Discussion List Archives

[Date Prev][Date Next][Thread Prev][Thread Next][Date Index][Thread Index]

[Cif2-encoding] The discussion so far

Thanks, Brian, for creating this list.


Since no one else has had the combination of time, energy, and inclination to do so, I’ll open with a summary of the state of the CIF 2.0 character encoding discussion so far, as it currently stands at its original location on the DDLm group.  Specifically, the previous summary and the discussion that proceeded from it can be found at http://www.iucr.org/__data/iucr/lists/ddlm-group/msg00744.html and http://www.iucr.org/__data/iucr/lists/ddlm-group/msg00690.html, though some of the most recent messages seem not to be available at present via the web interface.

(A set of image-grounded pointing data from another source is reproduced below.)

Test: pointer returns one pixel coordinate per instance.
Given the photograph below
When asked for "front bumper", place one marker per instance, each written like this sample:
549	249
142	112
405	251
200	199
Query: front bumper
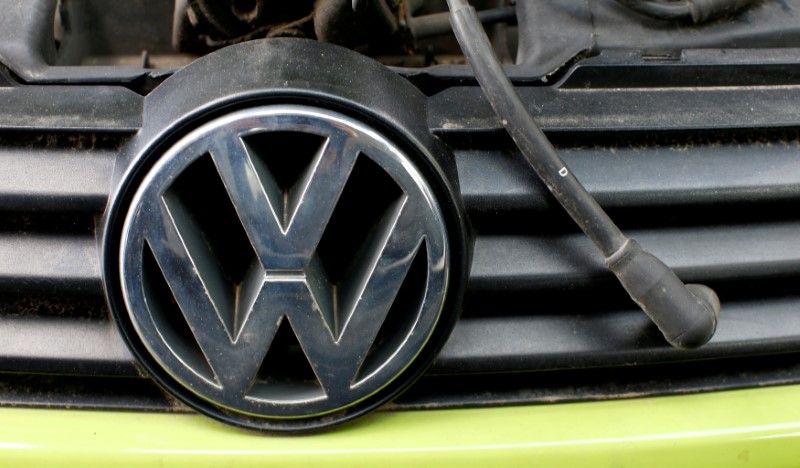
754	427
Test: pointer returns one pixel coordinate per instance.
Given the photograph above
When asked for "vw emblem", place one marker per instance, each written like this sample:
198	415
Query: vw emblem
283	263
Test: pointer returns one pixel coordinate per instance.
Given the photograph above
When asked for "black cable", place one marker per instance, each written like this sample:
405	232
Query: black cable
661	10
686	315
697	10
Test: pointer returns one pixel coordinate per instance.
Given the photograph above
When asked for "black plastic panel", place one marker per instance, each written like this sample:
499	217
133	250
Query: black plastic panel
706	177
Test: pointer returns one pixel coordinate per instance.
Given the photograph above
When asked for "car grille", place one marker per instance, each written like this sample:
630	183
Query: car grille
707	179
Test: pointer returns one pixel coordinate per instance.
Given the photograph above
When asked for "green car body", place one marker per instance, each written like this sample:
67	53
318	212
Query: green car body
754	427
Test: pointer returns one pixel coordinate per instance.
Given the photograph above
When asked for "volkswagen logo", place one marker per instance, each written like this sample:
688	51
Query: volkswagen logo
283	263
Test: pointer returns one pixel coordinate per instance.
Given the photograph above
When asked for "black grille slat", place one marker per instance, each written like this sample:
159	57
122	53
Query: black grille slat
63	346
696	254
553	339
63	179
640	176
49	262
70	108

The controversy derives from CIF 2.0's expansion of character set to all of Unicode.  It is magnified by CIF 1.0's explicit self description as an encoding-independent text format, and by the accumulated body of CIF software and author practices that rely on that text orientation.  There has been considerable debate about what it would mean for CIF 2.0 to be a text format vs. a binary format, and the relative advantages and disadvantages of each.  Among the points covered were:


1) A 'text' format implies that CIF content may comply with local, locale-specific conventions for electronic text representation, including details such as line termination conventions and, especially, character encoding.  Such files are suitable input for general-purpose text tools such as text editors, text extraction utilities, and text indexers.  Alternatively, a conformant text CIF might be expressed according to some other convention suitable for a particular application or foreign environment.  Because conventions differ, correctly archiving text or moving it between environments requires accounting for the text conventions in use, and may involve conversions such as line terminator changes and transcoding.  This is the CIF 1.0 position, though CIF1's restricted character set significantly reduces the impact of character encoding considerations relative to CIF2.

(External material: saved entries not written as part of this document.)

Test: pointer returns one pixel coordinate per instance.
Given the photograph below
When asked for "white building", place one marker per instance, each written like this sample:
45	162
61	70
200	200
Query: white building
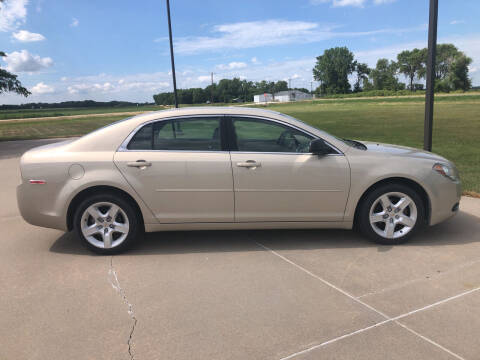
263	98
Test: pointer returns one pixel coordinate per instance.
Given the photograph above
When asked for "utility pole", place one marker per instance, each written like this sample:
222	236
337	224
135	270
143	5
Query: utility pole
431	61
289	87
211	90
171	55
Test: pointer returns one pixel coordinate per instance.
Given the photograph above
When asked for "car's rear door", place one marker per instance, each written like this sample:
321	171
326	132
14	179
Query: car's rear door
181	170
277	179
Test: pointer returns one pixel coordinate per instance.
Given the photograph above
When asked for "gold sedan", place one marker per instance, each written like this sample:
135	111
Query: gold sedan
230	168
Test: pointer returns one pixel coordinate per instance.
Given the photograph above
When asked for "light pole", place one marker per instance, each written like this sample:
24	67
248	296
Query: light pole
171	55
431	61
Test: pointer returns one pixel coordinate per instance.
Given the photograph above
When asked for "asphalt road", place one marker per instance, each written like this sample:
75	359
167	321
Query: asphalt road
319	294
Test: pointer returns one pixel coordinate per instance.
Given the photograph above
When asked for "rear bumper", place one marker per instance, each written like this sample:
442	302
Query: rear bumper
37	209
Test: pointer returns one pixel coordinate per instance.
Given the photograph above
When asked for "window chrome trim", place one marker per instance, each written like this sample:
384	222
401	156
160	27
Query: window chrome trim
123	146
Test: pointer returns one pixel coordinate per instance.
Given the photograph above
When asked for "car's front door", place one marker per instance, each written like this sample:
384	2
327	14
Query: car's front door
180	169
277	179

2) A 'binary' format is anything else, but in this context, the key characteristic of binary-CIF2 proposals is that they add to the text specification a specification for text serialization to byte-oriented media, such as disks and networks.  In particular, one strongly advocated position in the CIF 2.0 standardization discussion is that CIF 2.0 should require serialization of the underlying CIF text according to the UTF-8 character encoding scheme.  This would be a text-like binary format, in that some text tools can handle UTF-8 encoded text (sometimes requiring a little persuasion), and therefore could be used to read, modify, and write binary-CIF2 files.

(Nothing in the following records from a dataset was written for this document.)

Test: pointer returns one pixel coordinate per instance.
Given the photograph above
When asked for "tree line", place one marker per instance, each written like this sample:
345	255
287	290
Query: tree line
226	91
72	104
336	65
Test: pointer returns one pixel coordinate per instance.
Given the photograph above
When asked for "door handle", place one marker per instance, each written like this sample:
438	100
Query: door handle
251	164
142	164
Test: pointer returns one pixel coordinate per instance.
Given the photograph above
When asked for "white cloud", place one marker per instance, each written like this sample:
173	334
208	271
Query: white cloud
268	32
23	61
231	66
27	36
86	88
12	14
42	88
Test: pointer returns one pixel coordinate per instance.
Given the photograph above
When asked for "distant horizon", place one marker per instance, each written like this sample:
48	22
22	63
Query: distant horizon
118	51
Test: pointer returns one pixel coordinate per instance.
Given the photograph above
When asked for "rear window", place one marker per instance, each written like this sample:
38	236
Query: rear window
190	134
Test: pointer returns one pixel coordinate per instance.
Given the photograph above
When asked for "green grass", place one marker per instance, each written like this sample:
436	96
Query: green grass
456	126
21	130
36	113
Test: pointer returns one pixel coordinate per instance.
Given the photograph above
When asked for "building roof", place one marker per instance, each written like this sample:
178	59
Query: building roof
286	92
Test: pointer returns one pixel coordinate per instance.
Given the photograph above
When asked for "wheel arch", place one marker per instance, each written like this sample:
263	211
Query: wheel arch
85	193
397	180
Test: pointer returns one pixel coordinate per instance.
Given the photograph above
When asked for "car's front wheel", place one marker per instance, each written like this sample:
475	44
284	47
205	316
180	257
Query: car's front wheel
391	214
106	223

3) The many specific issues and arguments that have been raised mostly fall into one or both of two general areas:


3a) reliability, by which we mean that a CIF consumer should have justifiable high confidence that he is interpreting CIF data in the way the CIF producer intended, and


3b) usability, by which we mean that human authors, and to a lesser extent, software, should be able to manipulate CIF2 files as they are accustomed to manipulating CIF1 files, e.g. using the default configurations of their systems’ text editors.  In addition to general usability, arguments in this category include some appealing to respect of scientists of many nationalities, and similar ones appealing to freedom / liberty.


Furthermore, a few of the points have appealed to


3c) practicality, by which we mean that CIF stakeholders should be able to use the specification effectively.  This aspect is subordinate to reliability and usability, but it cuts across both.  For the most part, it relates to the ability to develop software and practices that address the likely real-world usage (and misusage) of the standard.


4) The group as a whole appears to have agreed that UTF-8 is a highly suitable encoding for CIF2.  It can encode the entire Unicode code space, it is a superset of ASCII, it can be recognized heuristically with low probability of error, and it is widely implemented.  These characteristics yield high reliability at the cost of some usability.  The debate is not about whether UTF-8 should be used, but rather about whether the standard should forbid use of other encodings.  Essentially, this is a recasting of the text vs. binary debate.


5) Inasmuch as consensus on the issues described above has not yet been reached and does not appear likely, the group has issued a call for comments from a wider group of stakeholders.  No results of that call have yet been reported back to the group.


6) In the interim, the discussion has moved toward finding middle ground.  In particular, James Hester asked:


>If we consider CIF as text as the overriding priority:
>1. How do we then make exchanging and storing files according to text conventions sufficiently reliable for the purposes of CIF?  How far are we prepared to compromise?
>If we consider reliable exchange of information as the top priority:
>2. How do we then make CIFs sufficiently accessible to text-based tools?  How far are we prepared to compromise?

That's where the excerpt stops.